Je suis d’une génération d’avant la reine automobile. Quand j’étais enfant, il n’y avait pas de voiture à la maison. Tous les déplacements se faisaient à pied. Ca prenait du temps. Ca donnait le sens de l’espace. Ca musclait les mollets. Ca gonflait les poumons. Ca ouvrait l’esprit à la rêverie. Ca donnait un rythme à la vie, adapté aux décisions à prendre. Ni immobile, ni trop rapide. Juste ce qu’il faut de mouvement pour faire partie intégrante de l’univers. Je plains ceux qui n’ont appris à se déplacer qu’en voiture. Leur vie doit ressembler à leurs véhicules : coups de klaxon, embouteillages, dérapages, monde fermé, sens obligatoire, vitesse maximale. Le chemin emprunté n’est plus l’occasion de s’enrichir à mesure qu’il est parcouru. C’est une autoroute dont l’issue est décidée par d’autres que soi.

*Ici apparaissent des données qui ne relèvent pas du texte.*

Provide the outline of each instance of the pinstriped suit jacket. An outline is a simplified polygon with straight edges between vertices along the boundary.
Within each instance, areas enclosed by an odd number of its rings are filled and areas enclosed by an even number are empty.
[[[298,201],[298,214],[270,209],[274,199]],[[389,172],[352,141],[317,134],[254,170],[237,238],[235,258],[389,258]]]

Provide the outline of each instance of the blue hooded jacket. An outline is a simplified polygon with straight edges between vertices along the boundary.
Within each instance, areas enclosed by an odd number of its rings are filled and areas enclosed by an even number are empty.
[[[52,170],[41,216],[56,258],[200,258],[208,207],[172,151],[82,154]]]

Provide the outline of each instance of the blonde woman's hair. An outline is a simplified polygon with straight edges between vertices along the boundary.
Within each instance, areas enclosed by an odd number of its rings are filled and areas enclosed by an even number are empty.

L’écrit est à la marche ce que la parole est à la voiture. Avec l’écriture, on prend le temps que les mots justes viennent à l’esprit, on peaufine le message, on le lit et le relit, on le corrige, on le modifie jusqu’à ce qu’il exprime le plus clairement possible l’idée que l’on a envie de transmettre. Le lecteur a le temps de le lire à tête reposée, de digérer l’information, d’y revenir autant qu’il le souhaite. C’est le confort de l’échange. C’est de l’artisanat d’art. Le risque de dérapage est plus grand avec l’usage de la parole. A peine pensé, c’est déjà jeté, craché, envoyé à la gueule de celui d’en face, qui réceptionne la nouvelle comme il peut et se voit contraint d’y répondre sur le champ par une autre idée qui n’a pas le temps, bien souvent, d’être elle-même réfléchie. Activité réflexe ne nécessitant le recours ni à la raison, ni à l’amour. Opération instantanée et dématérialisée. Sans trace. Ni vue, ni connue. La comparaison entre la parole et la voiture est particulièrement significative dans l’expression mes paroles ont dépassé ma pensée. La vitesse joue ici à plein. Excusez moi d’avoir écrasé cet enfant qui traversait la route. Je n’ai rien pu faire ! Un flux de paroles peut être aussi assassin qu’un flot de voitures.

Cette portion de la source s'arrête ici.